Business Owners Named in BBB Warning Now Facing Criminal Charges

"Tiger" Smotherman

“Tiger” Smotherman

By Bill Smith, BBB Investigator

Better Business Bureau is proud to have helped the Missouri attorney general’s office with a dramatic case that resulted in criminal charges this week.

Two Tennessee men who were the focus of BBB alerts in 2012 and 2013 have been arrested after Missouri Attorney General Chris Koster charged them with five counts of felony fraud in connection with an auction business in Poplar Bluff, Mo.

The men, Donnie M. “Tiger” Smotherman and Leon McGregor, formerly operated under the names Midwest Public Auction, USA Services, Extreme Live Auction, Auction Pro Liquidators, Auction Pro Services, Auction Stars, Recreational Complete, Equipment Plus and Xtreme Auction.

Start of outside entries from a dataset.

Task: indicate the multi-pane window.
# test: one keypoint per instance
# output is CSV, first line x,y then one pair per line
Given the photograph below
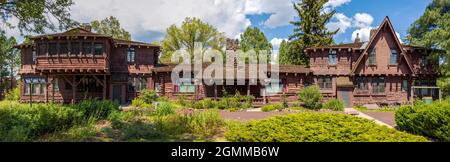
x,y
325,82
131,55
332,57
362,83
378,85
55,84
405,85
74,48
86,48
37,85
63,49
394,57
52,49
98,49
137,84
33,55
423,61
42,49
372,60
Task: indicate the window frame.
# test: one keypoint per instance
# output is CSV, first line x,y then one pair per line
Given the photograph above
x,y
393,55
324,84
102,48
131,55
372,57
379,85
332,55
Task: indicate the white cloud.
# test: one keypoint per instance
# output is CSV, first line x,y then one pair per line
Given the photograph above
x,y
362,20
342,23
276,42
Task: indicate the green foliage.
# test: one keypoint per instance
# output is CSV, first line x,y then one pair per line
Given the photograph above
x,y
191,32
13,95
111,26
335,105
311,97
316,127
431,120
271,107
254,39
432,30
37,16
309,31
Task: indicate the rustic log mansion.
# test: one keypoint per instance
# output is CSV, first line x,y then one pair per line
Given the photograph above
x,y
79,64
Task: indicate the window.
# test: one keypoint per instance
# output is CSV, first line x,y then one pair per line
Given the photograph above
x,y
52,49
405,86
86,48
372,57
394,57
157,87
423,61
362,83
55,84
274,87
187,87
325,82
378,85
42,49
74,49
98,49
38,85
130,55
332,57
63,49
33,55
137,84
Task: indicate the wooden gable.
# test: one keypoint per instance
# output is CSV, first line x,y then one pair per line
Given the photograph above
x,y
383,40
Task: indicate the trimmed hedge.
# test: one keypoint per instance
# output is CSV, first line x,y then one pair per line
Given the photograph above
x,y
316,127
431,120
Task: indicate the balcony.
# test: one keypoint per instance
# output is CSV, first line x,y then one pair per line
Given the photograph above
x,y
73,64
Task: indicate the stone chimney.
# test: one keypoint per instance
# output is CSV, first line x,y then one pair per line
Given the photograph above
x,y
86,26
357,39
372,32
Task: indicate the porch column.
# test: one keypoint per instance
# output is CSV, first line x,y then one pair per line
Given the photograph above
x,y
74,92
104,87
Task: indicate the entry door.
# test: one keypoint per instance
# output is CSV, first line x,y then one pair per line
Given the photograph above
x,y
116,93
345,96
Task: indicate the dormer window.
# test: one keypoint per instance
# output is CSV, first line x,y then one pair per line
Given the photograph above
x,y
332,57
130,55
372,57
393,57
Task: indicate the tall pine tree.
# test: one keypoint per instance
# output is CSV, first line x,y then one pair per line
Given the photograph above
x,y
309,30
432,30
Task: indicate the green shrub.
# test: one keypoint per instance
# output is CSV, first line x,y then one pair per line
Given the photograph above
x,y
335,105
140,103
431,120
13,95
96,109
316,127
165,108
148,96
311,97
271,107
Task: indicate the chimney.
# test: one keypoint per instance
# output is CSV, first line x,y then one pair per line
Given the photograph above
x,y
86,26
372,32
357,39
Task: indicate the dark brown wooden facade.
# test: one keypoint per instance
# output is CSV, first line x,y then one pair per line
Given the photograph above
x,y
380,71
79,64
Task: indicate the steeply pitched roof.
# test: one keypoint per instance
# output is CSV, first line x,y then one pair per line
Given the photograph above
x,y
386,22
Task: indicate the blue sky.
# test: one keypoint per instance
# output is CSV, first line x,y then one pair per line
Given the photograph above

BBB|St. Louis first issued a warning about Smotherman, McGregor and Midwest in September 2012 after several businesses filed complaints against the company. Customers from nine states told BBB that Midwest Auction used misleading sales tactics to obtain business. Some customers said they lost tens of thousands of dollars when their consigned items sold for prices that were much lower than promised.

BBB issued a second warning a year later after a second set of auction houses with ties to Smotherman, Recreational Complete, Equipment Plus and USA Services began receiving similar complaints from consignors.

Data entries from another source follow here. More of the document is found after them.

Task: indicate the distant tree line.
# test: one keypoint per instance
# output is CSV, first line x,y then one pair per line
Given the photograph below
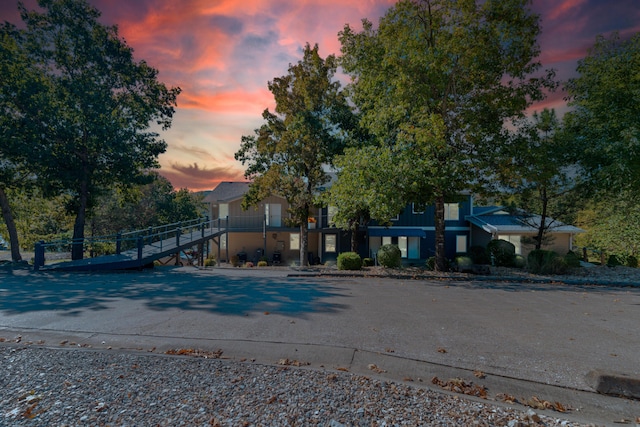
x,y
77,151
437,104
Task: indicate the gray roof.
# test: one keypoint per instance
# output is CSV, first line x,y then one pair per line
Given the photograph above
x,y
500,221
227,191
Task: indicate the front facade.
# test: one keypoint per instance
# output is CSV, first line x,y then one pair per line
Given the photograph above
x,y
262,232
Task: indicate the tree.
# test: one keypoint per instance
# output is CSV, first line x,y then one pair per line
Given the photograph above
x,y
144,206
23,89
606,110
101,105
287,155
613,225
541,173
437,81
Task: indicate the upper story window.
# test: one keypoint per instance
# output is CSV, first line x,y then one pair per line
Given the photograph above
x,y
451,211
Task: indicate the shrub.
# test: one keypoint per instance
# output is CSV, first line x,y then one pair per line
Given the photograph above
x,y
349,261
541,261
613,261
390,256
572,260
479,255
501,252
431,263
519,261
462,263
632,261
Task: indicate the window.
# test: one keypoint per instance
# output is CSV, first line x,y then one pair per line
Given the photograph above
x,y
409,247
331,212
273,214
402,244
223,211
330,243
294,241
451,211
461,244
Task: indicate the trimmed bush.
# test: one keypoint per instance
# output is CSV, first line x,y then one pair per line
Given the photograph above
x,y
519,261
349,261
479,255
503,252
572,260
462,264
390,256
613,261
368,262
632,261
540,261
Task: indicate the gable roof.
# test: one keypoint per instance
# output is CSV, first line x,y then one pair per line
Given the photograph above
x,y
498,220
227,191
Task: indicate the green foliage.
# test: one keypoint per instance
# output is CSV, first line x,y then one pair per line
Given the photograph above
x,y
501,252
605,117
540,261
91,122
462,263
613,261
368,262
349,261
479,255
389,256
612,224
288,153
430,70
572,260
541,174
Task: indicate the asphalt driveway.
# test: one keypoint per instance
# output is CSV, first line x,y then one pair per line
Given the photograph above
x,y
539,334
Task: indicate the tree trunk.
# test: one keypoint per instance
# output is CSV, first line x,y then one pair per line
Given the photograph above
x,y
77,247
304,243
11,226
354,237
440,264
543,217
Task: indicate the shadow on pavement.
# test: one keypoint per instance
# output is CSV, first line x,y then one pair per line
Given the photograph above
x,y
163,289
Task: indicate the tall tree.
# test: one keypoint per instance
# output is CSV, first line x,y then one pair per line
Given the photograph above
x,y
288,153
541,173
23,106
98,134
437,80
606,101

Michelle Corey, BBB president and CEO, said then that “the company names have changed, but the game appears to be the same.”

Smotherman maintained that the operation was legal and ethical. “We did it by the book,” he told BBB.

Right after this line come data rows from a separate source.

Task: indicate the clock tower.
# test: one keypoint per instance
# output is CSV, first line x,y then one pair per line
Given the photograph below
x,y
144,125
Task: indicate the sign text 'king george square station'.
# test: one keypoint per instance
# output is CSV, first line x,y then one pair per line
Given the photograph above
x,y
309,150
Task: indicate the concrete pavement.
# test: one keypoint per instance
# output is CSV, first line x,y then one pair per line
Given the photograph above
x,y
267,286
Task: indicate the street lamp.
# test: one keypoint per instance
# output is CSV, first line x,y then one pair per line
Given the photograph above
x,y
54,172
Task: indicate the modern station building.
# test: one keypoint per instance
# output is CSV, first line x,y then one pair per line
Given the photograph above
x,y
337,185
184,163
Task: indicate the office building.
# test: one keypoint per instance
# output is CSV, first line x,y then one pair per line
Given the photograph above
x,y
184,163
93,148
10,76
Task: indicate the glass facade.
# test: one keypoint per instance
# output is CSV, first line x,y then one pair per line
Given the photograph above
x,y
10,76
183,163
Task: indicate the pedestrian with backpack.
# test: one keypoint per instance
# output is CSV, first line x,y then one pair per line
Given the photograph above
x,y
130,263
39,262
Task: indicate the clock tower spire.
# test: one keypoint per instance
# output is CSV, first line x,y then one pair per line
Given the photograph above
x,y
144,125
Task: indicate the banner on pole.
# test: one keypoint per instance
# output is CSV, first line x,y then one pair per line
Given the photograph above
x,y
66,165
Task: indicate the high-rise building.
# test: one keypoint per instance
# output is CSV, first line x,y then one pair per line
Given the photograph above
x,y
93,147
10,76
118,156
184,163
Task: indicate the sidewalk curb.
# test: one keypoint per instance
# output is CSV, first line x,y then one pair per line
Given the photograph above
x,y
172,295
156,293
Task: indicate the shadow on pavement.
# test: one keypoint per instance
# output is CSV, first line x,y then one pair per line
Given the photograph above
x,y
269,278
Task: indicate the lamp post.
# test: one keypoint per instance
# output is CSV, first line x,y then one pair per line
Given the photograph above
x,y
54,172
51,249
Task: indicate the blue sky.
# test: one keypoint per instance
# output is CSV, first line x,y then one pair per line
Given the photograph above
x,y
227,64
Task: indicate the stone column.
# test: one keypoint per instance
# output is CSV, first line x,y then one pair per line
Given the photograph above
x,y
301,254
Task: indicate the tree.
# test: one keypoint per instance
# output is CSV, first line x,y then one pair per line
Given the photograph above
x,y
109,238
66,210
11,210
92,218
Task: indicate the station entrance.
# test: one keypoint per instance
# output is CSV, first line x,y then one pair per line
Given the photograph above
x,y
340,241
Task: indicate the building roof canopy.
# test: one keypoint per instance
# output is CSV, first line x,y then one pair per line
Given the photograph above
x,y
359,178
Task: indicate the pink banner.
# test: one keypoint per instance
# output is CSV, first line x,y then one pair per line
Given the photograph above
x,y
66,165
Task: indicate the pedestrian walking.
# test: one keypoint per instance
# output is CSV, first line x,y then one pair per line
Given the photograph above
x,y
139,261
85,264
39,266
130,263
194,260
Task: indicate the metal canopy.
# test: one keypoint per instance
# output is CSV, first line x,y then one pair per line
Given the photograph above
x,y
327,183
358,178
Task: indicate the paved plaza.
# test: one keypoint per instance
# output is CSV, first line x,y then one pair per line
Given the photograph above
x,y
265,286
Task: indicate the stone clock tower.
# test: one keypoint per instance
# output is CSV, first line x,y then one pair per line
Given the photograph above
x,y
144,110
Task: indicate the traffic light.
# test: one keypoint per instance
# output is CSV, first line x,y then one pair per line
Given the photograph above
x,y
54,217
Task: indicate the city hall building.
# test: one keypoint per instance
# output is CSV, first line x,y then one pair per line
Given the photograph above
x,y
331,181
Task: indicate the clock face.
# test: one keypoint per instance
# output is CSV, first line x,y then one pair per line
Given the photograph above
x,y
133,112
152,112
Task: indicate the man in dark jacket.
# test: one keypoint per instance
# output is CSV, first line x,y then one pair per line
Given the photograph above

Attorney General Koster is now following up on BBB’s earlier releases.  In a lawsuit against Smotherman and the auction companies, Koster accused the defendants of multiple violations of Missouri’s Merchandising Practices Act, including misrepresentations, false promises, deception and unfair practices.

In some cases, Koster said, company representatives provided business references that traced directly back to associates of Smotherman and McGregor.

Koster said that consumers lost at least $1.1 mllion as a result of the companies’ practices.

The criminal charges against Smotherman and McGregor carry potential penalties of two to four years in prison, up to one year in the county jail and/or a fine up to double the amount of gain, or not exceeding $20,000.